Primary amines are valuable building blocks in industrial chemistry; they are the main building blocks for a large variety of polymers, surfactants, corrosion inhibitors and fine-chemicals.^1,2 For the production of primary amines, waste-free, selective protocols are highly desired with special emphasis on renewable resources such as bio-alcohols.³ However, current industrial (heterogeneously catalysed) syntheses of amines from alcohols inevitably give mixtures of primary, secondary, and tertiary amines.⁴ Current homogeneously catalysed alcohol amination reactions were shown to be very selective towards primary amines, barely producing any secondary amines. Although the current homogeneous catalysts, developed by Milstein,⁵ Beller⁶ and Vogt⁷ are very selective towards primary amines, anticipation on the industrial synthesis of primary amines also requires the development of catalysts for the splitting of secondary (and tertiary) amines. Reusing secondary amines in the synthesis of primary amines will reduce the waste stream in the total production. At the moment, only one example of a homogeneous catalyst has been reported that efficiently catalysed the splitting of secondary and tertiary amines.⁸

The splitting of secondary amines is expected to proceed via the ‘Hydrogen Shuttling’ concept; dehydrogenation of the secondary amine forming the dialkylimine. This subsequently undergoes nucleophilic attack from NH₃ resulting in primary amine and primary imine. The primary imine will then be hydrogenated to produce another equivalent of primary amine (Scheme 1).

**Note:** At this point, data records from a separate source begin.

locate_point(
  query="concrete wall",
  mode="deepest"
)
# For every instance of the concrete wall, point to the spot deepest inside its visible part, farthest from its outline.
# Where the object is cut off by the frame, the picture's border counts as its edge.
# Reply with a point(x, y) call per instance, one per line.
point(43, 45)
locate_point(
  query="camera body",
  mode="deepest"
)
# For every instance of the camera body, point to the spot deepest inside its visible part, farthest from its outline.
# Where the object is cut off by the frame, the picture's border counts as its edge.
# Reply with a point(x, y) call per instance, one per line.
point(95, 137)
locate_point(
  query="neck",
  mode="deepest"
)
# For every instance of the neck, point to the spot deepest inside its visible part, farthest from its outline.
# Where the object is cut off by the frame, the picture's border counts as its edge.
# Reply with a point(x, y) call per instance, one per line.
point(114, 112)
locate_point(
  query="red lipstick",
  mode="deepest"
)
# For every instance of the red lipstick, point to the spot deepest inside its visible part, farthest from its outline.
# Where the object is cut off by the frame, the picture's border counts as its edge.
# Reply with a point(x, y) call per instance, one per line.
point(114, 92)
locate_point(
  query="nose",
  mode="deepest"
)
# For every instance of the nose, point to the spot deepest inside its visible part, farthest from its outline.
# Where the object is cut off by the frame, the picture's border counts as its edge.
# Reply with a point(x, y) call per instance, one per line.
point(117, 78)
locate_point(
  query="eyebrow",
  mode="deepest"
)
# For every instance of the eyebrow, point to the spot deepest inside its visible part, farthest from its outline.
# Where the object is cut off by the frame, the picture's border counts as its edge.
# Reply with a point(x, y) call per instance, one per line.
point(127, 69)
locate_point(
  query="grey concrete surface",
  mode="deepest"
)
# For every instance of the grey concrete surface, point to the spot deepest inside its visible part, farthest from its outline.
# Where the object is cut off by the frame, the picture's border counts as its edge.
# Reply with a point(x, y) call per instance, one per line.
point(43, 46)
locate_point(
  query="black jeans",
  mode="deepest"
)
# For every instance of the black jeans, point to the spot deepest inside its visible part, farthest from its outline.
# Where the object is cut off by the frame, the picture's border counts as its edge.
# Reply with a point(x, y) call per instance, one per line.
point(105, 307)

Scheme 1 ‘Hydrogen Shuttling’ in the splitting of secondary amines to primary amines.

The system reported by Beller and coworkers uses Shvo's catalyst in the splitting of secondary and tertiary amines. This catalyst has previously been used in various reactions, one of which is amine racemization.⁹ As the racemization of amines by Shvo's catalyst and related systems proceeds via initial dehydrogenation of the amine,¹⁰ it is anticipated that similar systems will also be active in the splitting of amines.

Results and discussion

Ruthenium half sandwich complexes bearing a pentaphenylcyclopentadienyl (CpPh₅) moiety (Fig. 1) were investigated in the splitting of secondary amines with ammonia. Complexes 1–3 have been employed before in the racemization of alcohols.^9–12 In addition, complex 1 was also used in the racemization of amines.^9,10 Complex 2 did show activity as well, albeit a long induction period was noticed before activity was observed.¹¹ Complex 3 was developed as a more electron rich variant of complex 1 but was only active in alcohol racemization.¹²

Fig. 1 Half sandwich Ru(CpPh₅) complexes investigated in this study.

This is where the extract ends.